To assess the nationwide impact of ES, a methodological framework is developed that identifies representative Decentralized Energy Systems (DESs) for the entirety of Germany and models each representative DES for a future scenario. The methodology subsequently utilizes a deterministic model to simulate ES within each representative DES, considering each end customer's
flexibility operation, energy marketing, and various regulatory design options. Furthermore, the methodology incorporates simulations of the electric power flow within the distribution grid. By extrapolating effects from each DES to the national level, insights can be derived regarding the large-scale implementation of ES.

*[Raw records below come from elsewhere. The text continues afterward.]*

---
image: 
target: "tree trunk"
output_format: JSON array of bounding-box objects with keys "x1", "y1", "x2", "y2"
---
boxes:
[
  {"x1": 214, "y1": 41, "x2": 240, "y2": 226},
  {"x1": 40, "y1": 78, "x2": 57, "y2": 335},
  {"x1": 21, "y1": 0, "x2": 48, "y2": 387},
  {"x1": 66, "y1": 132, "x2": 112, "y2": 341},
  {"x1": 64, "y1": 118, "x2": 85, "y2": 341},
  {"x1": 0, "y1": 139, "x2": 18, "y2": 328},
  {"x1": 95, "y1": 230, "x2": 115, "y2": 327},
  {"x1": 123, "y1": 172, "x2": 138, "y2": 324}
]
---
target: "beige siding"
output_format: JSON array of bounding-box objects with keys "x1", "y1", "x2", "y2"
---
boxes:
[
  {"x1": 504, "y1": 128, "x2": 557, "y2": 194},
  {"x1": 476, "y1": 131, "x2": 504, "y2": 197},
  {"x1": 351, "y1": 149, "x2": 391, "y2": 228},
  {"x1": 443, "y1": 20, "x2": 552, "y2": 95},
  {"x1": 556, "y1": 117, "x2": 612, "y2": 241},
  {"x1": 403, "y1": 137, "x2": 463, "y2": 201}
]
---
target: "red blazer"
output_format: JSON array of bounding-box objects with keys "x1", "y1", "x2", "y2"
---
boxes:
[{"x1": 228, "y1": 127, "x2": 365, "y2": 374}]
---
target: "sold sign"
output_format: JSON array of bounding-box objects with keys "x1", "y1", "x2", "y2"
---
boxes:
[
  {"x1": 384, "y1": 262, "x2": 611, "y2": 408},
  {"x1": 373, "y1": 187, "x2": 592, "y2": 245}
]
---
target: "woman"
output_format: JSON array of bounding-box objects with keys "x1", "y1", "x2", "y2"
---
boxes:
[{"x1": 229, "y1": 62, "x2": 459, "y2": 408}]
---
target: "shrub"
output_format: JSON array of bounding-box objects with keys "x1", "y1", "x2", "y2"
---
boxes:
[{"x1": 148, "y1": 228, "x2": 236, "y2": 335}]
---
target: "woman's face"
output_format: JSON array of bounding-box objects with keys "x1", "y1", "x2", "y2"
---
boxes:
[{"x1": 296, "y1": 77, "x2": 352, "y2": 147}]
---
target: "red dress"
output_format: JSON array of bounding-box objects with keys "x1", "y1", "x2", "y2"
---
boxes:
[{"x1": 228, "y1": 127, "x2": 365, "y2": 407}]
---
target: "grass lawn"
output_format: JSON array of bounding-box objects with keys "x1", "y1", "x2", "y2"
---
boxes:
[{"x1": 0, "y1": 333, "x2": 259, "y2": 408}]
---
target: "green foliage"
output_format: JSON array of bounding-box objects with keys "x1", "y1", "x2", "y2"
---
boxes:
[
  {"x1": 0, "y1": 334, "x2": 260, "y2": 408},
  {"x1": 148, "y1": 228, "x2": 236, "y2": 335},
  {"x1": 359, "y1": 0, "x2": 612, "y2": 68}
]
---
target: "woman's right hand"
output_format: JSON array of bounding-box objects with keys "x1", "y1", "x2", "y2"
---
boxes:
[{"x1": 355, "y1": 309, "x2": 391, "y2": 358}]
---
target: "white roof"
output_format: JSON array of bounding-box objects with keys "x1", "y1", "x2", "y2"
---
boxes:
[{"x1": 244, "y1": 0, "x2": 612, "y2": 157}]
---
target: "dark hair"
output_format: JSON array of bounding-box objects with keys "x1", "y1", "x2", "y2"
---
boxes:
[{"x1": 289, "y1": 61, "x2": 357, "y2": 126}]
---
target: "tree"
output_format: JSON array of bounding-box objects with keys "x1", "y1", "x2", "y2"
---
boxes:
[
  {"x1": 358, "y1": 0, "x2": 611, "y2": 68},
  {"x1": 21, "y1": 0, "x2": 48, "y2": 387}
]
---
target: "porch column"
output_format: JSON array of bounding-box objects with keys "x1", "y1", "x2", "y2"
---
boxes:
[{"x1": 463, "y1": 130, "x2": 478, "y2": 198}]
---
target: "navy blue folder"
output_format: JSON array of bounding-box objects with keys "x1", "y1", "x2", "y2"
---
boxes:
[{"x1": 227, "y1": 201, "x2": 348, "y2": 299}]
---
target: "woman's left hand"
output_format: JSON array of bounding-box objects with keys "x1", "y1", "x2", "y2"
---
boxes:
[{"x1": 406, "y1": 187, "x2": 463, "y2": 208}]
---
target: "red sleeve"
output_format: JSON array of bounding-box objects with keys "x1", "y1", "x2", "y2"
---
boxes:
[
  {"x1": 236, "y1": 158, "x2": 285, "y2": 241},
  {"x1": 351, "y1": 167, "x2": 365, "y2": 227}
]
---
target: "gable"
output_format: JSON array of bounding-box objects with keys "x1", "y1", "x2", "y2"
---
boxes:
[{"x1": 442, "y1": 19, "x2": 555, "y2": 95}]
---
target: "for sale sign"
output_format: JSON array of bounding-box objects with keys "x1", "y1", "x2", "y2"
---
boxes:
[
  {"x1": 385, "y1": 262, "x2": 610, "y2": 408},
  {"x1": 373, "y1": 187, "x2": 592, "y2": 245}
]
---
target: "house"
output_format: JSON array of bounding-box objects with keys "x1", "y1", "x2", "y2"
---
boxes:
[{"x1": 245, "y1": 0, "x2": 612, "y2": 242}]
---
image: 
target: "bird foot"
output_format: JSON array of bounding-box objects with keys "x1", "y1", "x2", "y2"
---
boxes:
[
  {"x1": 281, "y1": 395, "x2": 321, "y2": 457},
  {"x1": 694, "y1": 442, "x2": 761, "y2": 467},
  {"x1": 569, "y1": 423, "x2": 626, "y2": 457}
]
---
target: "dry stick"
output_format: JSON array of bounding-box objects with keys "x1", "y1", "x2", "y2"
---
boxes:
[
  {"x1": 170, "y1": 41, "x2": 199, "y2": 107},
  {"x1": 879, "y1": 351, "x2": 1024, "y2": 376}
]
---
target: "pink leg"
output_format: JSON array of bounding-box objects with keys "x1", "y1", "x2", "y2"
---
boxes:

The developed method is applied to a scenario representing the year 2037 in Germany. While ES has potential benefits such as enhancing end customers'contribution margin and self-sufficiency, the economic benefit primarily results from a monetary redistribution within the energy system. Future benefits to end customers from ES do not necessitate active subsidy tariffs. The regional scope presents trade-offs between added value for end customers and increased distribution grid utilization. Allowing ES exclusively within the same Low Voltage (LV) or Medium Voltage (MV) grid, while prohibiting inter-grid sharing between LV and MV grids, yields the most favorable trade-off. Dynamic electricity tariffs present greater financial advantages for end customers than ES; however, they adversely affect self-sufficiency and distribution grid utilization. The novel concept of ES can therefore set dynamic price incentives for end customers in the future without having too much of a negative impact on the utilization of
the electrical grid.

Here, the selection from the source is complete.